Yeast infections are very common among both men and women. These infections are the result of an over-abundance of candida fungus in the vagina, mouth, or on the skin.
Yeast infections are easy to treat. For vaginal candida infections, over-the-counter creams and suppositories like Monistat are safe and effective. For more stubborn yeast infections like thrush, prescription medications are also very effective. Even skin-based yeast infections like jock itch and athletes’ foot respond very well to anti-fungal sprays found in any drug store.
What about boric acid and yeast infections? Most people are quite familiar with the sprays, creams, pills, suppositories, natural remedies, lozenges, and liquid anti-fungals. But boric acid? Where did that come from?
The Facts About Boric Acid And Yeast Infections
Boric acid is a weak, slightly acidic white crystalline solid. It’s most commonly used as an insecticide, fire retardant, and is used in the manufacturing of heat-resistant glass and making ceramics. It’s not a substance found in nature, but is derived from the chemical element Boron. Boric acid is made by combining borax and sulfuric acid.
So what’s the connection between boric acid and yeast infections? Once you hear it, it seems natural.
Boric acid combined with water is a very mild antiseptic; mild enough to use as an eyewash. It has a very low acid content and has been used for a century to ease the pain of burns, scrapes, and skin irritations of all types.
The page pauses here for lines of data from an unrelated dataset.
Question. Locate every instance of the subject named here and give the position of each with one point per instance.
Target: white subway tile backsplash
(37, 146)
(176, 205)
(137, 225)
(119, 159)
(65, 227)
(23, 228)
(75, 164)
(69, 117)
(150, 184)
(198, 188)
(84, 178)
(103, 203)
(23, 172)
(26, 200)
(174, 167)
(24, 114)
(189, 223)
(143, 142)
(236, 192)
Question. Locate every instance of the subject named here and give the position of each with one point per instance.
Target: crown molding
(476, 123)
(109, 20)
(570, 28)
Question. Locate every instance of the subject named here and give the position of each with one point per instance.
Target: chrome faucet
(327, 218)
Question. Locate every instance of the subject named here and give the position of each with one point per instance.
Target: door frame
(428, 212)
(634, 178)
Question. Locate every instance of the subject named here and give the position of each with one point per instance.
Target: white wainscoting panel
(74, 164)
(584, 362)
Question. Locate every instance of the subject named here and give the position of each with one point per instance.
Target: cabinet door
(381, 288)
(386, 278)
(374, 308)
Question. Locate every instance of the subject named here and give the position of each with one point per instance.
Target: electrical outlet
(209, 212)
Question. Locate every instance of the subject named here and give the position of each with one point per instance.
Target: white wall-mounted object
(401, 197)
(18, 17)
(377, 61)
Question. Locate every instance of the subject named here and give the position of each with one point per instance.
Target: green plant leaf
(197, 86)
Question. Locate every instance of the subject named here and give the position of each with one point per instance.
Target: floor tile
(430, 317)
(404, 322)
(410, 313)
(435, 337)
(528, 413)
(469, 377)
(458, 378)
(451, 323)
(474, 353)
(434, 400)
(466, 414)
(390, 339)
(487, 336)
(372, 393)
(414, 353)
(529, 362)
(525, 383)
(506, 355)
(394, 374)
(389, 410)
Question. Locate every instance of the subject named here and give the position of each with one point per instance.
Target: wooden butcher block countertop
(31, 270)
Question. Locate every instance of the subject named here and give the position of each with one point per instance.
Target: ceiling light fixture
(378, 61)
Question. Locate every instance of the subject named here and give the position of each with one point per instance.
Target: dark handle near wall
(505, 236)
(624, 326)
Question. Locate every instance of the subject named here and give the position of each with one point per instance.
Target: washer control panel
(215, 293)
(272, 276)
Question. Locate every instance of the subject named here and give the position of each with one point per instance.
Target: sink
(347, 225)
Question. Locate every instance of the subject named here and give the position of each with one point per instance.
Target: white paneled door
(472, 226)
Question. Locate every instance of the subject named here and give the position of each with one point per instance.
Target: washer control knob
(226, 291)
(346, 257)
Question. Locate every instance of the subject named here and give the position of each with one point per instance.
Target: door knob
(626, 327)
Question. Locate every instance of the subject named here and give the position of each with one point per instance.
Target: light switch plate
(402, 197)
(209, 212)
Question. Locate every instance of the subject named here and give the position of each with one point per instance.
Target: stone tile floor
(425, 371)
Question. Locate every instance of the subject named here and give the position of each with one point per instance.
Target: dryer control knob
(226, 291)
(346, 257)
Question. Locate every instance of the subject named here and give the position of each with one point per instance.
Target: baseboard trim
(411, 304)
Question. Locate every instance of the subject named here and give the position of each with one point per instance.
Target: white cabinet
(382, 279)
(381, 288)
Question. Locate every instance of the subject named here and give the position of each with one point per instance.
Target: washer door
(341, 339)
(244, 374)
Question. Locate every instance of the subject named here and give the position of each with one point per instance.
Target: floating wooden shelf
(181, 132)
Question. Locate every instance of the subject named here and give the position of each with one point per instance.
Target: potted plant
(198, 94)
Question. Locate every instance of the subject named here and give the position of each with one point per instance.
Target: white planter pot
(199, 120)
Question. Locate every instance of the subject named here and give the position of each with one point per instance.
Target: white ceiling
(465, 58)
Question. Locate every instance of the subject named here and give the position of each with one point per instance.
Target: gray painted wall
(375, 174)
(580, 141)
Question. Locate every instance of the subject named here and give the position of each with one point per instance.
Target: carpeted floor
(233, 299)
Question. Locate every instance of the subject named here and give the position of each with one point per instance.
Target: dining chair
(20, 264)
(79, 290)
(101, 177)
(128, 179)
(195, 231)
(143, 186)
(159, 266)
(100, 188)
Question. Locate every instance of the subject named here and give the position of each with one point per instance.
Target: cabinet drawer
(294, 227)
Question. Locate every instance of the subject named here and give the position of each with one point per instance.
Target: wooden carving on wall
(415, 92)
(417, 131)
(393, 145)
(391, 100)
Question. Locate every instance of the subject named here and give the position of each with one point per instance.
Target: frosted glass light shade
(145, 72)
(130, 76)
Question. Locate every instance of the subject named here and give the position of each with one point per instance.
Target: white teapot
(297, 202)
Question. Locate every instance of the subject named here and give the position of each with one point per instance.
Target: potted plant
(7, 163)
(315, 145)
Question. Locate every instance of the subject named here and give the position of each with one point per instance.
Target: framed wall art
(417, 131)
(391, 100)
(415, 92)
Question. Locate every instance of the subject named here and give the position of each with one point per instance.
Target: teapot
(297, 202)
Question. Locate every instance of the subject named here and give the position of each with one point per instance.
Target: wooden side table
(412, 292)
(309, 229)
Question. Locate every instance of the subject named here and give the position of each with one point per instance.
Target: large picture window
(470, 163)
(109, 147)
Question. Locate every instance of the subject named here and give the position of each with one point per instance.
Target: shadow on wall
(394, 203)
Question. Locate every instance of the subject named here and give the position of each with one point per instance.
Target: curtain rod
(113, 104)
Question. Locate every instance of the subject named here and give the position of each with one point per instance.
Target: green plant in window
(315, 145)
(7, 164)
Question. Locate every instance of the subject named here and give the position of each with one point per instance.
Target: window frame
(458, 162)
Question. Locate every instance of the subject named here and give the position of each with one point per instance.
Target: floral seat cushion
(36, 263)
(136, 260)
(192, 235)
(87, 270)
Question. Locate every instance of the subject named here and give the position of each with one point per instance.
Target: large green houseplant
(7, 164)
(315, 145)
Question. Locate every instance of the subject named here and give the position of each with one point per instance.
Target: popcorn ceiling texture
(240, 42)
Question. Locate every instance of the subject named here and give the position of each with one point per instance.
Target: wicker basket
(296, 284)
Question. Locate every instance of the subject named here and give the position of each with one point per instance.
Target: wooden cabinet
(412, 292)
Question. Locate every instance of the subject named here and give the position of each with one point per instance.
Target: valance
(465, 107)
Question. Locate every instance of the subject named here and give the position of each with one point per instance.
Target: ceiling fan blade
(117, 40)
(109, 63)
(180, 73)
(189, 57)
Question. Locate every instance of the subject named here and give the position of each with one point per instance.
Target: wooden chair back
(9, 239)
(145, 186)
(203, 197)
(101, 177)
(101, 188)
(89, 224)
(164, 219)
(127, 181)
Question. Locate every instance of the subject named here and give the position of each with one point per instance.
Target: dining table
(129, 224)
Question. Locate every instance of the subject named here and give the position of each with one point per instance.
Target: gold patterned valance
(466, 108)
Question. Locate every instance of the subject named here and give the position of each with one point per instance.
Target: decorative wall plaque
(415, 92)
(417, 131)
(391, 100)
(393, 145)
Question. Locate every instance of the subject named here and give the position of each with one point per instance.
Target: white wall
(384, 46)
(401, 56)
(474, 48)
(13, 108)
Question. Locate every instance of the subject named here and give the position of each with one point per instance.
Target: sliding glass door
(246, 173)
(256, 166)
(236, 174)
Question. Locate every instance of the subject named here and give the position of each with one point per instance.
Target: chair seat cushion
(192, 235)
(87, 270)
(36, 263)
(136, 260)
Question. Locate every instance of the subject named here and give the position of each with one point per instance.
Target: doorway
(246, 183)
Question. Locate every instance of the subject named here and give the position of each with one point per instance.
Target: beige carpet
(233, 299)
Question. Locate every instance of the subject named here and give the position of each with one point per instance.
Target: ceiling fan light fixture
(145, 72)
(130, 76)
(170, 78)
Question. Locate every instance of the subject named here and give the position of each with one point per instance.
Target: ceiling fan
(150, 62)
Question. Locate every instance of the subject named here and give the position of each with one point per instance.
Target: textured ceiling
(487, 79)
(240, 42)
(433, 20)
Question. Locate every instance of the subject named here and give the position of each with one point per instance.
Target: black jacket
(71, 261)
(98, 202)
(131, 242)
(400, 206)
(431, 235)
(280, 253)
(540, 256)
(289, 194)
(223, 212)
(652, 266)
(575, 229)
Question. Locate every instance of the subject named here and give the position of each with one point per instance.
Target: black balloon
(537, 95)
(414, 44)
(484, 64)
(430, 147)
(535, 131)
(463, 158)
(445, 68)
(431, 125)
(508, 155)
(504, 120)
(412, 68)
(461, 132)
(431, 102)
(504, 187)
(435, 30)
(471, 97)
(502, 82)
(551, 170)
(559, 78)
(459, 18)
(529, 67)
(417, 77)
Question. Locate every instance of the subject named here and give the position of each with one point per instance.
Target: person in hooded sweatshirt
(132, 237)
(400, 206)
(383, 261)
It cleanses wounds and speeds healing. A natural cleanser and healer, it prevents infection in inflamed tissue.
Boric acid and candida yeast infections have a high compatibility. The boric acid helps restore an alkaline ph-factor within the vagina and on skin surfaces. A normal ph-factor virtually eliminates candida over-growth.
Boric acid, used in the treatment of yeast infections, soothes itching and burning, eases inflammation on the skin and in the vagina, cleanses the affected area, and helps speed healing.
Despite physicians’ reliance on the numerous anti-fungal agents that eliminate the candida over-growth in the vagina and on the skin, many physicians recommend boric acid to treat yeast infections in conjunction with standard anti-fungal drugs like Monistat, Clotrimazole, Miconazole, Terazol 3 and Terazol 7.
Women are most likely acquainted with the over-the-counter cream, Vagisil. It relieves itching, burning and inflammation of the labia due to a candida infection or from irritation caused by too-tight clothing and some bath soaps. One of Vagisil’s active ingredients is boric acid. Using boric acid to treat yeast infections has been around for a long time; we just didn’t know it!